On Monday, a Coast Guard cutter unloaded, it claims, enough cocaine to kill 23 million people.
The Coast Guard cutter Hamilton unloaded approximately 61,740 pounds of cocaine and another 14,400 pounds of marijuana at Port Everglades, in Fort Lauderdale, which is approximately 30 miles north of Miami.
The service is calling it the "largest quantity of drugs offloaded in Coast Guard history," it said in a statement. The drugs were valued at a collective $473 million.
The drugs were “enough to fatally overdose the entire population of the state of Florida, underscoring the immense threat posed by transnational drug trafficking to our nation,” according to a statement from Coast Guard Rear Admiral Adam Chamie.
Rather than one major bust, the drugs represent the outcome of 19 separate Coast Guard interdictions made between June 26 and August 18. Three Coast Guard cutters, two Navy warships, a Netherlands warship, Coast Guard helicopters, and Border Patrol and other task force units were involved in the raids.
Most of the boats stopped by the interdiction force were small, speed-focused boats used by traffickers to move illicit goods.

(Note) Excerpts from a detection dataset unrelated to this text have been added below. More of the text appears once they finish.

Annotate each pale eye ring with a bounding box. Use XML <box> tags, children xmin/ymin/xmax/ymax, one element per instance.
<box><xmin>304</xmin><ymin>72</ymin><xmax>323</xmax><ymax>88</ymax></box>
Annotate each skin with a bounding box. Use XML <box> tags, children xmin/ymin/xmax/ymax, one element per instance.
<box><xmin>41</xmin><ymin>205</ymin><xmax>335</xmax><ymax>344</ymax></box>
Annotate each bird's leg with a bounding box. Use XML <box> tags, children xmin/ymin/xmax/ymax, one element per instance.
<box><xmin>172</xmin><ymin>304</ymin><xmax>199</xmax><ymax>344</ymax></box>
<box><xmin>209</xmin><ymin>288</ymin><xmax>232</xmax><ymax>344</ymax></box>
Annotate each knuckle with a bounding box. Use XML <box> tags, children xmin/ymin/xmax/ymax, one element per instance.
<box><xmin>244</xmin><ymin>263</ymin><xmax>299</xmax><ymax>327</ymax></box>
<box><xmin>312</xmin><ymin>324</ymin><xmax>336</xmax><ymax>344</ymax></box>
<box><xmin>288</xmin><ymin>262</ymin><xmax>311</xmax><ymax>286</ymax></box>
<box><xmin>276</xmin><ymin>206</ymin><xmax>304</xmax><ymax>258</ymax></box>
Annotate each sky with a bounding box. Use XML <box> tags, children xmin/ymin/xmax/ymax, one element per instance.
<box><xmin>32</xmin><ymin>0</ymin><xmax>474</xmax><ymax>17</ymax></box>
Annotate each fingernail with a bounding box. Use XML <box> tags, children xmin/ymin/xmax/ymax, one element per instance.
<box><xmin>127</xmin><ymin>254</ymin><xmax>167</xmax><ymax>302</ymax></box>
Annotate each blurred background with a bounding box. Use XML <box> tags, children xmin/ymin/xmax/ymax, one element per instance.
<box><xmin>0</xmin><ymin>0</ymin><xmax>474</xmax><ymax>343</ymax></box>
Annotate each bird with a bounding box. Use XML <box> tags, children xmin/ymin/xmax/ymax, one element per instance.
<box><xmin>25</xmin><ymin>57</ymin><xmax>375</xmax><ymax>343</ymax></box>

The majority of the interdictions occurred in international waters in the eastern Pacific Ocean and the Caribbean Sea.
In addition to the seized drugs, 34 suspected drug traffickers were also taken into custody during the operation.
The Coast Guard said a drone unit onboard the Hamilton was a critically important tool for spotting the small, fast-moving trafficking boats.
The service released a video claiming that, since Monday, it had seized $2.2 billion worth of drugs.
“These drugs fuel and enable cartels and transnational criminal organizations to produce and traffic illegal fentanyl, threatening the United States,” the Coast Guard said in a statement.
The Trump administration ordered that the Coast Guard be overhauled to focus more on curbing illegal immigration and drug trafficking, bringing it in line with the priorities set for the Department of Homeland Security.
“After decades of underinvestment and severe readiness challenges, the President and Secretary of Homeland Security have directed action to renew the Coast Guard to become a more agile, capable and responsive fighting force,” Coast Guard Admiral Kevin Lunday wrote in a June synopsis of Trump's overhaul.
Lunday was called to Congress to testify about the changes to the Coast Guard, and said that between October and February, the Coast Guard seized more cocaine than it had in all of 2024.